Thursday, October 03, 2019

Bait-and-Switch Book Beginnings

Stephen King's latest novel (which I consider one of his best recent works), THE INSTITUTE, starts with a long section from the viewpoint of a secondary character (who doesn't reenter the story until close to the end). It then switches to the protagonist, a 12-year-old boy with a slight degree of psi power who gets kidnapped by the titular Institute. Both characters are deeply engaging, and their separate stories end up skillfully meshed. It's Stephen King, so it works! Nevertheless, spending that much space at the beginning of a novel on a secondary character before even introducing the protagonist is definitely not what most readers expect.

What I think of as "bait-and-switch" narrative is common enough, in a modest way, with suspense and horror fiction. Such novels often start with a brief introduction of a character whose main purpose is to get killed. (A regular reviewer of the SUPERNATURAL TV series used to call this type of victim "doomed teaser guy.") Even in those novels, however, I feel sort of cheated if the author allots too much wordage (more than a few paragraphs or at most a couple of pages) to a doomed character. The writer has fooled us into mistaking this short-lived person for the protagonist, luring us into an emotional investment in her or him, after which we have to start all over getting engaged with a new character.

The sense of being "baited and switched" can pose a difficulty with prologues. If the prologue focuses on a character other than the protagonist of the main text, we may feel as if the author has started the book twice. We get all excited about the prologue's main character and may feel let down when he or she disappears or fades into the background in favor of a different focal character for the story as a whole.

Some readers may feel "baited and switched" by the entire opening volume of George R. R. Martin's Song of Ice and Fire series. While I wouldn't say I felt cheated, I was certainly shocked by that first exposure to his "anyone can die" authorial strategy, when the man I assumed to be the protagonist of the entire series didn't survive to the end of the first book.

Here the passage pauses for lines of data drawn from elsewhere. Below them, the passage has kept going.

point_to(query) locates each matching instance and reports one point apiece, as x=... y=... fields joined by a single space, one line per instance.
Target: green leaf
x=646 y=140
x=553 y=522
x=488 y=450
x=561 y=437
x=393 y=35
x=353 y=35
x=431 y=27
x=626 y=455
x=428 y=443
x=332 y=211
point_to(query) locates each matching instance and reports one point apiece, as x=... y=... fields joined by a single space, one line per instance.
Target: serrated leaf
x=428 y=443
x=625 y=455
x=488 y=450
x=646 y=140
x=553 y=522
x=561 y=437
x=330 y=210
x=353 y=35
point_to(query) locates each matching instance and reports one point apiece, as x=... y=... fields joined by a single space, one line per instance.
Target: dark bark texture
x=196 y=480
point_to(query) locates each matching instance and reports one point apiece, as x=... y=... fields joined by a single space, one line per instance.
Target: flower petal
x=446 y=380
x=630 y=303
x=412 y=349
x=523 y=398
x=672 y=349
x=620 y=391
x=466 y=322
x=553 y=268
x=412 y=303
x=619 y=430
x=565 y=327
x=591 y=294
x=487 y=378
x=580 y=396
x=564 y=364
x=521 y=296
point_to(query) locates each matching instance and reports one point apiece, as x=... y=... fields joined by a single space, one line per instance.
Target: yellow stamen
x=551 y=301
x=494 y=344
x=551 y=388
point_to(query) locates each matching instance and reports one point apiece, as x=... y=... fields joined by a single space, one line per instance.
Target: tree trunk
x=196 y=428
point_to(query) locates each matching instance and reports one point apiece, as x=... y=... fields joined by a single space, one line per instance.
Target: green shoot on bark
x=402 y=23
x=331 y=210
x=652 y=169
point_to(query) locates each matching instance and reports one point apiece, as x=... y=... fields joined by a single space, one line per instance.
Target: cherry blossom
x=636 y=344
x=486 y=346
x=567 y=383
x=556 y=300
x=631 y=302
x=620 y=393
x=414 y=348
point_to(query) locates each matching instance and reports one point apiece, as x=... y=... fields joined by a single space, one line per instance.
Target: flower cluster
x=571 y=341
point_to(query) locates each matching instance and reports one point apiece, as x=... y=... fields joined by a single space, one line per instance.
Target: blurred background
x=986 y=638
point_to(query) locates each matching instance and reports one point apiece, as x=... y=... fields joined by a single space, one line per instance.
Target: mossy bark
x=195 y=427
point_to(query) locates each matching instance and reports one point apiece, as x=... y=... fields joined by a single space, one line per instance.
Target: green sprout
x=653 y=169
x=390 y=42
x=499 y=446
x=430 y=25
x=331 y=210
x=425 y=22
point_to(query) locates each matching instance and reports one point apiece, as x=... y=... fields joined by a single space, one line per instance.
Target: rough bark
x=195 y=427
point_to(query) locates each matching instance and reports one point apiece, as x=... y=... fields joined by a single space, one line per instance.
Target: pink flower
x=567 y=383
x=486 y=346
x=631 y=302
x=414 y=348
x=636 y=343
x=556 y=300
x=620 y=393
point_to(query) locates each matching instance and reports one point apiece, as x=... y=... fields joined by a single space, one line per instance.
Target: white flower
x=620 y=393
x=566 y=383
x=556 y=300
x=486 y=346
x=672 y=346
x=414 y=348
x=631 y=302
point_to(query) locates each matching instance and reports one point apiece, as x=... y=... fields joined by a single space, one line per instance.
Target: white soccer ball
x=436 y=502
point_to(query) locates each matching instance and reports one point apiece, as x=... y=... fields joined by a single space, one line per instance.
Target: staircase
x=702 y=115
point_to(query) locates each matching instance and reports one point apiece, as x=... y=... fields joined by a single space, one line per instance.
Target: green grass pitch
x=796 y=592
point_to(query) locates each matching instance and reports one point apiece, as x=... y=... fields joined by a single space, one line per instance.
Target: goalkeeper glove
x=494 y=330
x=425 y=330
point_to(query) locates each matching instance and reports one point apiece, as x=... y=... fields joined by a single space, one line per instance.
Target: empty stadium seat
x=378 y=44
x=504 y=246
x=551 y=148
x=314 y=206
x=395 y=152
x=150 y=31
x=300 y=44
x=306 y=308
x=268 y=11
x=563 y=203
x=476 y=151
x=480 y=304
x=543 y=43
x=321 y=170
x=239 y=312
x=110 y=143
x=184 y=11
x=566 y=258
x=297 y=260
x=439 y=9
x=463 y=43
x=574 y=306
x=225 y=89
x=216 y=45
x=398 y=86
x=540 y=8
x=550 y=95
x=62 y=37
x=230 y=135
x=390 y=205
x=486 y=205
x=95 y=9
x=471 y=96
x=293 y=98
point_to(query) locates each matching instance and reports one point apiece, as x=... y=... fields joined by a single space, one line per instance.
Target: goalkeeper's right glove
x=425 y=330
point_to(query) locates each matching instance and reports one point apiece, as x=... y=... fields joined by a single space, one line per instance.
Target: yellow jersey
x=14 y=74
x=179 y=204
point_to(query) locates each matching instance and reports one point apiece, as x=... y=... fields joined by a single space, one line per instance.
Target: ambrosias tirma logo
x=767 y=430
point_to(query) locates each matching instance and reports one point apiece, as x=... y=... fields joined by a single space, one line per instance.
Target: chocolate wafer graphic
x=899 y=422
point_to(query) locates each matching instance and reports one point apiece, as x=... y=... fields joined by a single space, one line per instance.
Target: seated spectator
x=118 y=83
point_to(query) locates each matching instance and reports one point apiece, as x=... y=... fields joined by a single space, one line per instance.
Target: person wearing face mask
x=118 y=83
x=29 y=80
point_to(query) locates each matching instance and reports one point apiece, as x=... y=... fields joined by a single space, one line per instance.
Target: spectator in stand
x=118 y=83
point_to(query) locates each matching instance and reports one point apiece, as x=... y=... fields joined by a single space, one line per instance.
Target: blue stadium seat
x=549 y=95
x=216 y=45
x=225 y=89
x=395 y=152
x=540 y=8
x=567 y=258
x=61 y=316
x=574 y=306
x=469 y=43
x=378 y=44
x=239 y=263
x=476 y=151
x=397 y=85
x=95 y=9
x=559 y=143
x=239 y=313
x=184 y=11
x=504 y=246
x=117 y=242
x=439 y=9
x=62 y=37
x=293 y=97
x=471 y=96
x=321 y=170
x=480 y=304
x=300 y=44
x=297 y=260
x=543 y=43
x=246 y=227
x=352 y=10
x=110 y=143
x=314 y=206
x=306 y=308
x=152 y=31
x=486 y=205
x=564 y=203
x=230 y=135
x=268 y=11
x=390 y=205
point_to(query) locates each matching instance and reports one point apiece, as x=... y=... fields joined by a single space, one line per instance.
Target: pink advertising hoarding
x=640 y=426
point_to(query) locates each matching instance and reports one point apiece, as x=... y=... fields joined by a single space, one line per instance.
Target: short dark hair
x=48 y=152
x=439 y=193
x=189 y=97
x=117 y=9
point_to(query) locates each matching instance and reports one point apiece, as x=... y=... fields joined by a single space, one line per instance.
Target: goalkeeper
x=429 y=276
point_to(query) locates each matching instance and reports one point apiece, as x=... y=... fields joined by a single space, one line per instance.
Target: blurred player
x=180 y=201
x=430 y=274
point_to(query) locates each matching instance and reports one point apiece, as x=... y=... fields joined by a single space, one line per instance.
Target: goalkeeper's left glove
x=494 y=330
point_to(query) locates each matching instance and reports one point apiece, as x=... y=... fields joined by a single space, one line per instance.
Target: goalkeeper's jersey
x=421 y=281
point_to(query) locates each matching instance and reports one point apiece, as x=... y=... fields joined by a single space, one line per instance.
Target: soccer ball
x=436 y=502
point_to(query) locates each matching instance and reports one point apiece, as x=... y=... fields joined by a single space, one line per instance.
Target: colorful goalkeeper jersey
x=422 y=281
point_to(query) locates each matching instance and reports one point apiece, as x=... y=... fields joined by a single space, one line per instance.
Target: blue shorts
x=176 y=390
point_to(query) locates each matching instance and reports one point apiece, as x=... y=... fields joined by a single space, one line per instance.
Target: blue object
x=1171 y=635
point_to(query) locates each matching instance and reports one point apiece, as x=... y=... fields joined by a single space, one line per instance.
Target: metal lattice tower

Assuming this kind of shift at the beginning of a book is sometimes justified, how can an author pull it off so the reader won't feel tricked? Or lose interest when the focus switches to a different viewpoint character after the opening scenes have lured us into caring about the character first introduced? It's a little different, although still potentially tricky, when a narrative repeatedly switches perspectives throughout, presenting scenes through the eyes of two or more equally important viewpoint characters, as Martin's series does. In reading such a text, I sometimes have trouble getting back up to speed, emotionally, after each switch.

This let-down feeling doesn't have to result from a change in viewpoint characters. Long ago, I read a book intriguingly set in an alternate present where supernatural creatures exist openly, and social and economic structures are accordingly different from those in our primary world. The protagonist is a private detective who works with supernatural-related cases. (At that time, this worldbuilding concept was new and uncommon, not a familiar trope as it is nowadays.) In the first chapter, the protagonist deals with a vampire in a very funny scene. "Oh, goody, a cool vampire novel," I thought. Alas, nary another vampire in the entire book, although it wasn't a bad story on its own terms. Granted, this kind of problem isn't necessarily the author's fault. Other readers less vampire-focused than I might not assume from the first chapter that the point was to launch a vampire plot rather than (as it actually was) to introduce the protagonist's profession. Still, in my own case, I approached the rest of the story with a negative bias as soon as I realized my initial assumption had been mistaken.

Then there was the bait-and-switch of a successful chick-lit novel called MUST LOVE DOGS, whose inciting incident has a friend persuading the protagonist to place a personal ad in a dating venue. The friend gets her to include "Must love dogs" as a way of attracting nice guys, although the heroine doesn't have a dog and knows almost nothing about the species. Between the title and the inciting incident, I was expecting a romance with, you know, lots of dog content. Nope. The story soon leaves that premise behind. Maybe I would have felt less cheated by the plot if the inciting incident hadn't been combined with the title and a dog-centered cover (neither of which might have been the author's fault, admittedly, especially the cover illustration).

Do you feel "baited and switched" by these kinds of abrupt turns in a novel? And, as an author, how do you handle them if you have reason to write them?